5.2.5.4. DEPENDANCE A L'EGARD DU PERSONNEL CLE

La société est dépendante de ses principaux dirigeants, de ses équipes de recherche et de ses commerciaux, dont le départ pourrait affecter de manière significative les résultats du Groupe. Il est à noter que la société a souscrit une assurance Homme-clé, à l'endroit de M. Vincent Delaroche (PDG). Par ailleurs, la répartition des postes fonctionnels et opérationnels des activités a été organisée de manière à pallier, au moins sur le court terme, les dysfonctionnements majeurs dans tous les secteurs.

5.2.5.5. RISQUES LIES A L'ENVIRONNEMENT, SECURITE

Le siège social est protégé par les mesures de sécurité correspondant aux usages de la profession. CAST a souscrit des polices d'assurance en vue de couvrir tous les risques usuels. Ses activités d'éditeur de logiciels, de par leur nature, n'ont pas d'impact sur l'environnement.

5.2.5.6. ASSURANCES

Toutes les sociétés du Groupe sont couvertes par une police Groupe en matière de responsabilité civile générale et d'exploitation. Cette police a été souscrite par le siège pour 18 milliers d'euros en 2013.

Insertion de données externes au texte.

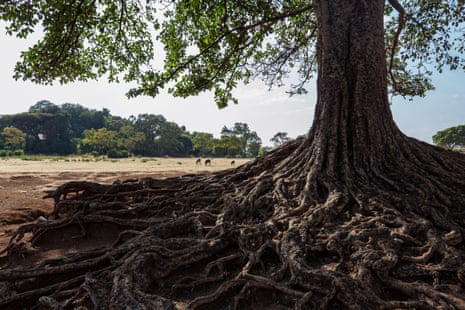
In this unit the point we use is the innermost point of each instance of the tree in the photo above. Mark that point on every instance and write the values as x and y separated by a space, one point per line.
129 139
280 138
13 138
450 137
355 215
250 141
100 141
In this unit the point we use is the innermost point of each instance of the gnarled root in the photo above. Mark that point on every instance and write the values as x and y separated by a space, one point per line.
276 232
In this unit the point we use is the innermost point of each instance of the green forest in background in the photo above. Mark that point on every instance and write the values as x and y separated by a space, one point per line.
50 129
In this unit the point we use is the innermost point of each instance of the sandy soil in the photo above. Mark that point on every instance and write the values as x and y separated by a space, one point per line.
24 183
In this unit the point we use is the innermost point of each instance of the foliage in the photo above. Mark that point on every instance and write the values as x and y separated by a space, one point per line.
213 45
71 128
450 137
250 142
13 138
99 141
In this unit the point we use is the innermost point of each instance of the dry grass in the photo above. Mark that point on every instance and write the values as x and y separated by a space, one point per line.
135 164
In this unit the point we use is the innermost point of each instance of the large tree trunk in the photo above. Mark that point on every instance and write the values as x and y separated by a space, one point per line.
353 119
356 215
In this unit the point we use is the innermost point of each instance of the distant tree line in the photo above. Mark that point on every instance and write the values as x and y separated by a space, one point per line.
51 129
451 138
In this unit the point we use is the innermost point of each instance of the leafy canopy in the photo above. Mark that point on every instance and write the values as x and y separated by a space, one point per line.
450 137
213 45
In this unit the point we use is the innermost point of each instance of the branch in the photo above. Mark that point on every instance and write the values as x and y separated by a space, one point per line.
401 22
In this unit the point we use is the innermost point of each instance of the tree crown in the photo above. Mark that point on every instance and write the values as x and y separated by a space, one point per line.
213 45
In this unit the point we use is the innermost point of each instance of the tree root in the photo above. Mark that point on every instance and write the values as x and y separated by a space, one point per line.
275 233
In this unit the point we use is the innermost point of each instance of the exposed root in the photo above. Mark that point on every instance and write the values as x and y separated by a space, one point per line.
278 232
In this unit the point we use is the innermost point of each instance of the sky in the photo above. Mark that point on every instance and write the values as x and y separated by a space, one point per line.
266 112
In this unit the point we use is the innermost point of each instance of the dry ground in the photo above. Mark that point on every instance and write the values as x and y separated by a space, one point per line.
24 183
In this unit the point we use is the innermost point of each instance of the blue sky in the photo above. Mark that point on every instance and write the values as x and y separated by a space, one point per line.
266 112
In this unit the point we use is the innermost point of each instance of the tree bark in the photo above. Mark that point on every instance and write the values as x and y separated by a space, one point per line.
352 119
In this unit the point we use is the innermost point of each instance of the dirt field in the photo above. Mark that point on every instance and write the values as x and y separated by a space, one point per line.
23 183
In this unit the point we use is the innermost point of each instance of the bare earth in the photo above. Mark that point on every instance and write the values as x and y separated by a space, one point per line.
24 183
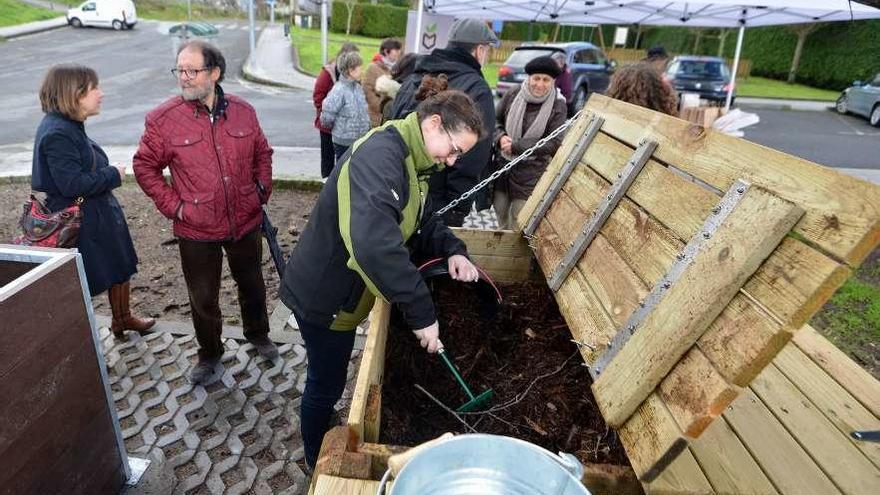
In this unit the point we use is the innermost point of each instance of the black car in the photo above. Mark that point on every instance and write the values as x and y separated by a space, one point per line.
707 76
590 69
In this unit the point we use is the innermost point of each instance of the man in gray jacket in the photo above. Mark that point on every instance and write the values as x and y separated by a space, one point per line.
345 109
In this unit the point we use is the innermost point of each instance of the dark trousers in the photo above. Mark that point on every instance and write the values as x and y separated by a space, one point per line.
339 150
202 263
328 353
328 158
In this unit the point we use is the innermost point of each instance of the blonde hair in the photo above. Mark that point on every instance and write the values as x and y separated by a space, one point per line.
64 86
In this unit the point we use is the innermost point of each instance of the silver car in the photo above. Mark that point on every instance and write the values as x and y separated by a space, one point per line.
862 99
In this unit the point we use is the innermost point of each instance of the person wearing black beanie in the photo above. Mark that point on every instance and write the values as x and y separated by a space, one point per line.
524 116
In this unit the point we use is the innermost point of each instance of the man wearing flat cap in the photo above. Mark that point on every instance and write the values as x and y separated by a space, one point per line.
461 61
526 115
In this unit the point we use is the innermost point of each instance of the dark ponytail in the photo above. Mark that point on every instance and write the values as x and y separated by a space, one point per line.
456 109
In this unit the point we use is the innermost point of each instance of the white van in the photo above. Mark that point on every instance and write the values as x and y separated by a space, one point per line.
118 14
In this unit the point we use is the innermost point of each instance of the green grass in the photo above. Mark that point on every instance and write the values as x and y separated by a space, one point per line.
13 12
176 11
851 319
761 87
308 47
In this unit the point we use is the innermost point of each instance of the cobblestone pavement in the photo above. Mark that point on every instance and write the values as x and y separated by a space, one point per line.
239 435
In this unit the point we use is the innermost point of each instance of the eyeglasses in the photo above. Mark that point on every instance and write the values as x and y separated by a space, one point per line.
189 73
456 151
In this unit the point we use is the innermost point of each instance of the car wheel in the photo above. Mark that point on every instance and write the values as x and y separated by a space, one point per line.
579 99
841 104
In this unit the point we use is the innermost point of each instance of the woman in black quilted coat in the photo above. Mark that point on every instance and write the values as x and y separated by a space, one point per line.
68 165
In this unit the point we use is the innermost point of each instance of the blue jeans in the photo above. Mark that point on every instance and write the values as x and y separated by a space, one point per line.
328 353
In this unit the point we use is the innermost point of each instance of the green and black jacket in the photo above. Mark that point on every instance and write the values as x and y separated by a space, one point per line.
358 241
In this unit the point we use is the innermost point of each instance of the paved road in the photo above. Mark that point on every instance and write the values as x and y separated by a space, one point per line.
822 137
134 70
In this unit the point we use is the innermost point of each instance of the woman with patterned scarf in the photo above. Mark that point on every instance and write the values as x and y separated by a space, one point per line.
523 117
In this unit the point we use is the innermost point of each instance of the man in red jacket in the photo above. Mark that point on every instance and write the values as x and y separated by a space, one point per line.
217 154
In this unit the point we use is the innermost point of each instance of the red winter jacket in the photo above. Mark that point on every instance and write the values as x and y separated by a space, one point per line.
213 167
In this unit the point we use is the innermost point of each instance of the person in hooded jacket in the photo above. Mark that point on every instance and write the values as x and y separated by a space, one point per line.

Les sociétés du Groupe s'assurent localement en matière de flottes automobiles, dommages et multirisques informatiques. En France, les primes 2013 pour ces risques ont été de 25 milliers d'euros.

Il n'y a aucun risque assuré en interne.

Les couvertures du Groupe en responsabilité civile sont les suivantes :

Responsabilité civile professionnelle et/ou Responsabilité civile après livraison

- Tous dommages corporels, matériels et immatériels consécutifs ou non 3 000 Keuros (**)
- Responsabilité civile d'exploitation / civile employeur 8 000 Keuros (*)
- dommages matériels et immatériels consécutifs 1 500 Keuros (*)
- dommages immatériels non consécutifs 800 Keuros (*)
- intoxication alimentaires 800 Keuros (*)
- Maladie professionnelles et / ou faute inexcusable 800 Keuros (*)
- atteinte accidentelles à l'environnement 800 Keuros (*)
- Biens confiés 300 Keuros (*)
- Reconstitution des médias 300 Keuros (*)
- Vol par préposés 300 Keuros (*)
Défense pénale et recours par litige 30 Keuros
(*) Montant par sinistre

(**) Par sinistre et par année

La société n'a pas souscrit de police d'assurance pour perte d'exploitation.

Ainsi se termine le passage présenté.